TROY, Ohio — An Ohio law enforcement official is making headlines for his heartwarming act of kindness for a grieving man who had just learned about his sister's death.
According to "Inside Edition," Mark Ross found early Sunday that his teenage sister had died in a car crash. Ross, who doesn't have a car, asked an acquaintance to drive him from Indiana to Detroit to be with his family.
"Of course we were speeding, trying to get back to Detroit," Ross wrote in a Facebook post that has been shared nearly 85,000 times. "And we got pulled over in Ohio."
Ohio State Highway Patrol Piqua Post Lt. Joe Gebhart told WHIO-TV that Sgt. David Robison pulled the vehicle over for speeding on Interstate 75, just south of Piqua.
Unfortunately, the driver had a suspended license and "ended up getting locked up," Ross told "Inside Edition." The car was towed.
Ross was worried that he'd go to jail, too, because of an outstanding petty warrant in Wayne County, Michigan, but officials there refused to pick him up because of the distance, Ross wrote on Facebook.
"I explained to the officer that my sister had died and that I needed to get to my mother ASAP," Ross wrote. "I broke down crying, and he saw the sincerity in my cry.

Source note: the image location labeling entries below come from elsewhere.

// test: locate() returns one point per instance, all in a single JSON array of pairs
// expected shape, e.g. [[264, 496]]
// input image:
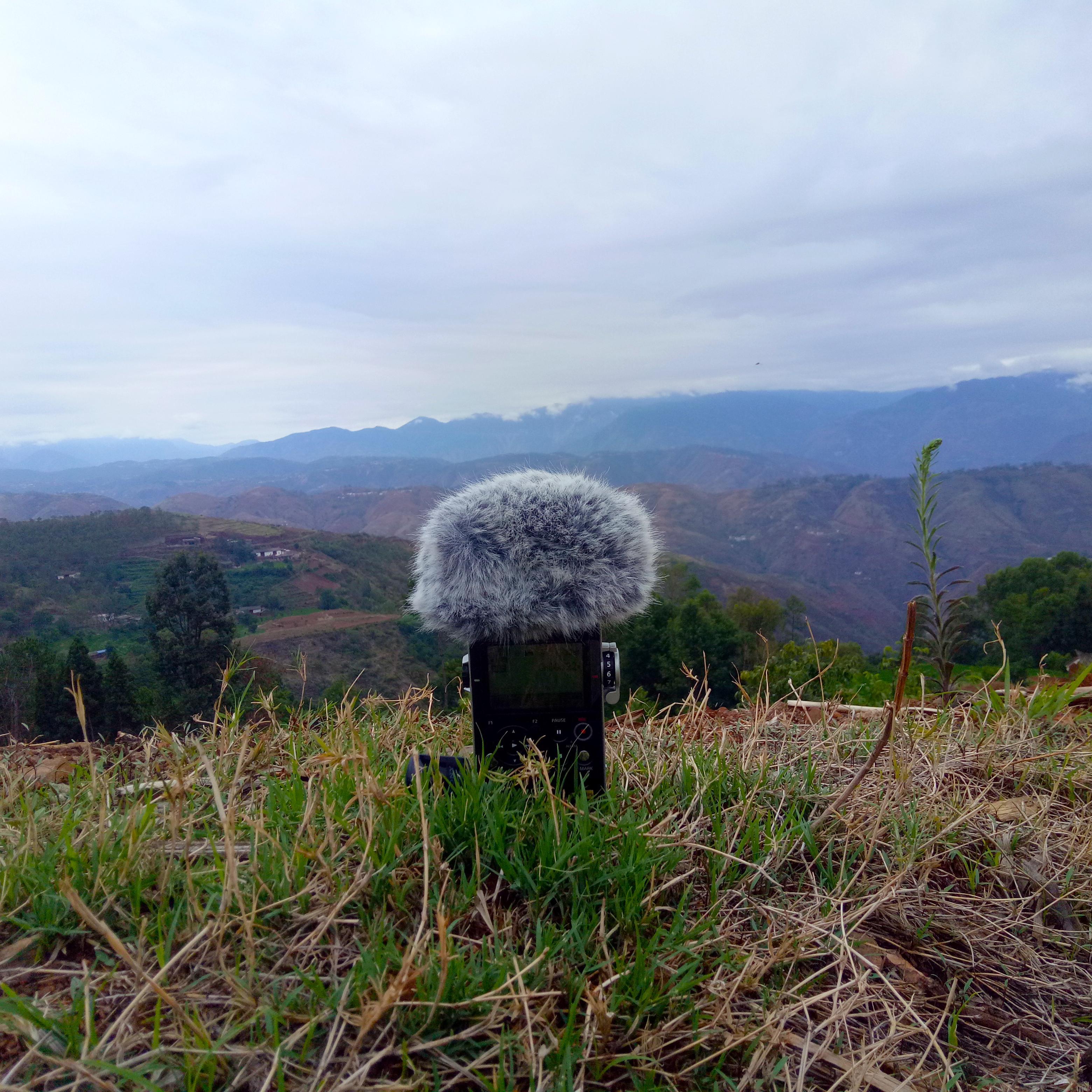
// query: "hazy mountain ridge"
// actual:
[[839, 542], [984, 422], [44, 506], [153, 483], [67, 455]]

He reaches over and began praying over me and my family."
That officer, identified as Sgt. David Robison, of the Ohio State Highway Patrol, offered to drive Ross 100 miles to Detroit, Ross said. He instead asked troopers to drive him to the Miami County Jail, Gebhart said, where friends or family picked him up to drive him the rest of the way to Michigan.